Taken 3 runs out of ammo


David Castellucci, Entertainment Editor

Taken 3 is supposed to be of the murder-mystery genre, yet, the murderer is so obvious the movie becomes more of an iSpy book than a full-fledged mystery.

Bryan Mills (Liam Neeson) is back yet again in the third installment of the Taken series. Tasked this time with finding the killer of his wife- Lenore (Famke Janssen)- Mills is taken on a roller coaster ride that derails all too early into the film.

The Taken series (at least the first) has always been a favorite of mine. Being the presumably last movie in the franchise, I was taken aback by how awful the plot was, and how predictable the mystery-esc film was.

All the original characters return from the prior series, along with a few new faces such as Forest Whitaker (as Franck) and Andrew Howard (as Maxim) that give the film an overall spectacular cast.

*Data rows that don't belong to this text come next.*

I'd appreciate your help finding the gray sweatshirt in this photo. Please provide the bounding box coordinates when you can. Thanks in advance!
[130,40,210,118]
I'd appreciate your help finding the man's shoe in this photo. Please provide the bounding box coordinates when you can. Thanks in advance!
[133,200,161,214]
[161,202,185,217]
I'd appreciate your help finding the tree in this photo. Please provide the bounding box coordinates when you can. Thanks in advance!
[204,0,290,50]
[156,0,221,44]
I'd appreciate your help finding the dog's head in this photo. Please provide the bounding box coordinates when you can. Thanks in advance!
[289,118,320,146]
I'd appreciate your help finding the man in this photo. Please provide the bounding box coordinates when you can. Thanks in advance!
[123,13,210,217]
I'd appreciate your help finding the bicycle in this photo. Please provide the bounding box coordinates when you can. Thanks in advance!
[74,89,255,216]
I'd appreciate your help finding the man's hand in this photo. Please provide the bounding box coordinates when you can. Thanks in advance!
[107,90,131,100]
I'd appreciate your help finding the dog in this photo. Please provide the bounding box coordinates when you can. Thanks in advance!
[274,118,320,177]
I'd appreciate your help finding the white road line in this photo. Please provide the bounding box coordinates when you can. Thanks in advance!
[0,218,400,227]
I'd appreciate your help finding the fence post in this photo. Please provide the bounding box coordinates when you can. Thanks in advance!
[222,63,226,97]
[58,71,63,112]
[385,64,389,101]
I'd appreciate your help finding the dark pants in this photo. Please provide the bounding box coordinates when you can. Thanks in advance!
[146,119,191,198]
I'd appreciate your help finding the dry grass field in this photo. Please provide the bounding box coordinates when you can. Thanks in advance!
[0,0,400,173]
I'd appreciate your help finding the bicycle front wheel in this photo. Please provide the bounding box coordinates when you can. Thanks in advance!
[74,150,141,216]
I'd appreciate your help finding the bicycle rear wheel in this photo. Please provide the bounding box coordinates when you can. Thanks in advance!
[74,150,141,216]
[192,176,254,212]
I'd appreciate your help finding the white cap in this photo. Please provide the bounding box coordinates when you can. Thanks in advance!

In fact, the best part of this movie is how the entire cast contributes to the ever-confusing story. The development of each character shows progress as Taken 3 continues forward, and does an excellent job of establishing each character as more than just an actor/actress.

However, not even a well-developed cast could have saved Taken 3. For starters, the plot is just down-right lost.  Lenore gets murdered within the first ten minutes of the movie, Bryan becomes angered, goes on a hunt to find the killer, and about half-way through the film, finds out a plot-twist that can only be foreseen by anyone who watches the first ten minutes of the show.

Another major issue in Taken 3 is the atmosphere. Taken brought about a darker, more realistic atmosphere, and Taken 2 was a little lighter, yet still committed to the atmosphere. Taken 3 had multiple switches of atmosphere (ranging from heart-felt moments, to an all-out shoot-out) and honestly felt as though the directors had no idea where they wanted to take the movie.

Taken 3 should have saved the series. Taken 3 should have been the blockbuster conclusion that brought the finale to a well-deserved close. Unfortunately, for Liam Neeson and the directors, the movie that set out to “end it all,” ended with an average set of three stars.